Cooking On A Budget: Lobsta Mac and Cheese

Thursday, October 31, 2013

Lobsta Mac and Cheese

Yum


This particular type of macaroni and cheese has been around for quite some time and I have wanted to try it. (Left over lobster from our anniversary gave me the perfect reason to try it.)
Defying the old school feeling that cheese and seafood do not pair well together someone however came up with the dish. I've tried to find out who may have come up with this version but my research did not get me very far. The earliest reference I found was that Chef Robert Irvine has a recipe for it in a cookbook that was published somewhere around 2006.
Macaroni and cheese itself was created eons ago but the first modern version of the dish [macaroni and cheese] was published in The Experienced French Housekeeper by chef/writer Elizabeth Raffald in 1769 according to Wiki Pedia.
One left over lobster did not seem to yield much lobster so I did purchase one more 1 1/2 pounder. This is not a dish that I would typically create on my food budget, but like I've said before: "once in a while you just have to splurge".
If you are at skittish about cooking the lobster most grocery stores offer the service at no charge. Just be sure to let them know to under cook the lobster by a few minutes as it will cook longer in this dish.

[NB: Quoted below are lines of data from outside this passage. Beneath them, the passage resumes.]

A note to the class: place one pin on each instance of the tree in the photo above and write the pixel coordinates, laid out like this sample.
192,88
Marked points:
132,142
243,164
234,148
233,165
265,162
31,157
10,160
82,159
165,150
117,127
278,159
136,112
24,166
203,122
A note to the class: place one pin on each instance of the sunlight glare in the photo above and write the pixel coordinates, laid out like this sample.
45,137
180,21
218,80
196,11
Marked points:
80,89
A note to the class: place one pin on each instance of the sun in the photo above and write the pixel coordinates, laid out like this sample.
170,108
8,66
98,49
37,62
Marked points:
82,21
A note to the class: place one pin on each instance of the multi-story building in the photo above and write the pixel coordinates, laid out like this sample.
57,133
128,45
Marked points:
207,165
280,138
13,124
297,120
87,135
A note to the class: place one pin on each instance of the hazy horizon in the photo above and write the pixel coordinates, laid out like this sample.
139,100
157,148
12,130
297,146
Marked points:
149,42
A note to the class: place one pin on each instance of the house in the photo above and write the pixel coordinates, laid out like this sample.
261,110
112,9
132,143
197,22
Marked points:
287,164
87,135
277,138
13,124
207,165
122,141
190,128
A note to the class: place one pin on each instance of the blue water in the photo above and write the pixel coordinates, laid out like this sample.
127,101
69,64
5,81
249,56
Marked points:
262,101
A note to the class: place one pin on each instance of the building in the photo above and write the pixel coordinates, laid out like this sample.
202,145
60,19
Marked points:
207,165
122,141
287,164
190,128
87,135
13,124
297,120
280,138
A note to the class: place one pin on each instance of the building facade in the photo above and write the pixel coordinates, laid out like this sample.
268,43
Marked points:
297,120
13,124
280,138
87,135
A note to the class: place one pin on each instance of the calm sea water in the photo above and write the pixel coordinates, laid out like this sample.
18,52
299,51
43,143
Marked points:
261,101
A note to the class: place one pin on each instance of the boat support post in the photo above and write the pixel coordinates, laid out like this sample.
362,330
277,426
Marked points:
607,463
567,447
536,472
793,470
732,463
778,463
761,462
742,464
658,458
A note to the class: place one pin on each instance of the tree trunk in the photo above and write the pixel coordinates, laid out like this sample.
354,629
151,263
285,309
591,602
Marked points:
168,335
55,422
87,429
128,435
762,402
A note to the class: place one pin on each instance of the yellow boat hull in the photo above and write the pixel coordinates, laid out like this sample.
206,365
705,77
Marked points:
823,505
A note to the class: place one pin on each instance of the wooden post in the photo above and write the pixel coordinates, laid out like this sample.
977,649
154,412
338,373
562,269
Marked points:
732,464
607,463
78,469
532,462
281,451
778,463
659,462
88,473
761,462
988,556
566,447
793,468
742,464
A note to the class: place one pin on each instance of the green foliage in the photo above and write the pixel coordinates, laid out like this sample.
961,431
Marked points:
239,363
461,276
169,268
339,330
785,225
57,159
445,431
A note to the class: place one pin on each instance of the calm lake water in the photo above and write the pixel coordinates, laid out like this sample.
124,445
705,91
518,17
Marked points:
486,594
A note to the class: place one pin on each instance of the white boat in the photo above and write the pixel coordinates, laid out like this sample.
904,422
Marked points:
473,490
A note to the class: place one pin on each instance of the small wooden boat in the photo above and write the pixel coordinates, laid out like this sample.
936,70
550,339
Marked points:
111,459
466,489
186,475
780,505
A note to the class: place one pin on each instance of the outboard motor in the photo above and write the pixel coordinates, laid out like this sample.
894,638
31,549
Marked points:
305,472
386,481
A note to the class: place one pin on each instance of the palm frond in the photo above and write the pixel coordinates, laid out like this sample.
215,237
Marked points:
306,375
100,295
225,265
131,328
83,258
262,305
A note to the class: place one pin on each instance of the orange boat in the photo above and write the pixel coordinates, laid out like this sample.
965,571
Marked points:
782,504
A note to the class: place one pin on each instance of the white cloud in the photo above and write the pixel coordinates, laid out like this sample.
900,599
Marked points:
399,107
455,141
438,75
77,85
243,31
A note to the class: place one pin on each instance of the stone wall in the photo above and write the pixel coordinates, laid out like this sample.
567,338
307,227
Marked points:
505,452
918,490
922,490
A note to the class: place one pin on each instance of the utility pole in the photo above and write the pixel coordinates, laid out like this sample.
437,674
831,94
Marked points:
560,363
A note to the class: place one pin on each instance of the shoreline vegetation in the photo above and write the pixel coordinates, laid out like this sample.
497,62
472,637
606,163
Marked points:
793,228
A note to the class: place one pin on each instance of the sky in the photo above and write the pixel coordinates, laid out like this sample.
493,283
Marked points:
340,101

For the dish I used the tails and claws of two lobsters.

The above photograph shows the yield of meat I got from both lobsters and it was sufficient for what I made. Cook your lobsters in boiling salted water for about 12-15 minutes. Allow them to cool and pick out the meat. When I measured out in a liquid measuring cup two cups of pasta it was equal to about 1/2 pound of uncooked pasta. Another thing I wanted to make mention of: I saved the melted butter we used to dip the lobster in on our anniversary night hoping it would have some lobster flavor in it to use in this dish.
  • meat from 2 cooked lobsters
  • 2 cups pasta (I used cellantani but you could use elbows with ridges) - cooked to manufacturer's directions
  • cooking spray
For the sauce:
  • 2 tbsp. butter
  • 5 oz. marscapone cheese
  • 5 oz. mild cheddar cheese (a little over half a bag)
  • 1/2 cup + 2 tbsp. heavy cream (plus extra for drizzling over casserole before baking)
  • ground black pepper to taste
  • salt to taste
  1. Cook your pasta according to box directions. Drain and set aside.
  2. Using that same pot and over medium to medium low heat melt the butter.
  3. Add the cream and stir. Cook the cream until it is getting just a tiny bubble around the edges. Don't curdle the cream - keep an eye on the flame.
  4. Next add in the marscapone and whisk in. Add in the cheddar cheese and whisk until melted. Turn off the heat and remove the pan from the burner.
  5. Then add in the cooked pasta and stir. Then gently fold in the lobster.
  6. Spray your gratins or oven proof casserole dish with cooking spray.
  7. Divide the mixture evenly between the two dishes or pour into the one casserole dish. Drizzle some extra cream over the macaroni to keep this creamy. About 2 tbsp. per dish or a tad over that.
  8. Top with some cracked black pepper and with some crushed Ritz® crackers.
  9. Bake in a toaster oven or conventional oven at 350° for about 11-15 minutes uncovered.
 

 This is so rich and filling that these two gratins could easily feed four people. I did not find that out until we started to each dive into our own gratin. We each got maybe a third of the way through the dish and what with the side salad and fresh green beans our bellies were more than satisfied.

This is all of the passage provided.